В это время как раз заявился Фишка. Мы за него взялись, схватили раба божия и – без лишних разговоров:
– Иди, брат, на своих ходулях! Довольно дурака валять! Иди, парень, под венец!
Все было проделано так быстро, что Фишка и оглянуться не успел. Братия хорошо поужинала, ела, пила в полное свое удовольствие и не скупилась на пожелания новобрачным.
Фишка носит теперь тот самый черкасский кафтан, который предназначался грузчику, и стал совсем приличным человеком. Его дело теперь – приводить утром жену, слепую сироту, на ее место у старого кладбища, а под вечер отводить ее обратно домой. О хлебе насущном Фишке заботиться нечего. Жена у него бой-баба, заработок у нее верный. Парочка живет в любви и согласии, а попрекать друг друга недостатками им не приходится.

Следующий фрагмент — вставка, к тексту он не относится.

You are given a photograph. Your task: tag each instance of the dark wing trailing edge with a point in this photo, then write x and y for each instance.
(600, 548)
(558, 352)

Вот, реб Алтер, что рассказал мне банщик Берл. Видите, – говорю я, – какие дела на свете бывают. Как у нас сочетают, как венчают хромых со слепыми. А ради чего? Ради того, чтобы благодетели могли сытно поесть и напиться! Так водится у бедняков, у нищих, так же водится и у богачей. И у них очень часто заключаются подобного рода нелепые браки. Конечно, там и ужин другой, и обхождение благопристойное… Но не об этом речь. Право же, реб Алтер, не горюйте! Не удалось вам сочетать двух мужчин, зато, бог даст, сосватаете другую пару. Вы только духом не падайте. Ничего! Вы, я вижу, годитесь для этого, вы сразу мастерски уловили самую суть! Наоборот, вы начали очень хорошо, совсем как заправский сват! А что парень… Ну… Бе! Ничего не попишешь! Зато уж если вы где-нибудь пронюхаете девицу, дело пойдет как по маслу. Будь она слепая, немая, кривая, – иди, дочка, жалуй с богом под венец! Типограф требует денег, кляча есть хочет, девицу надо замуж выдавать, жена, в добрый час, мальчика родила… Иди же, дочка, шагай под венец!..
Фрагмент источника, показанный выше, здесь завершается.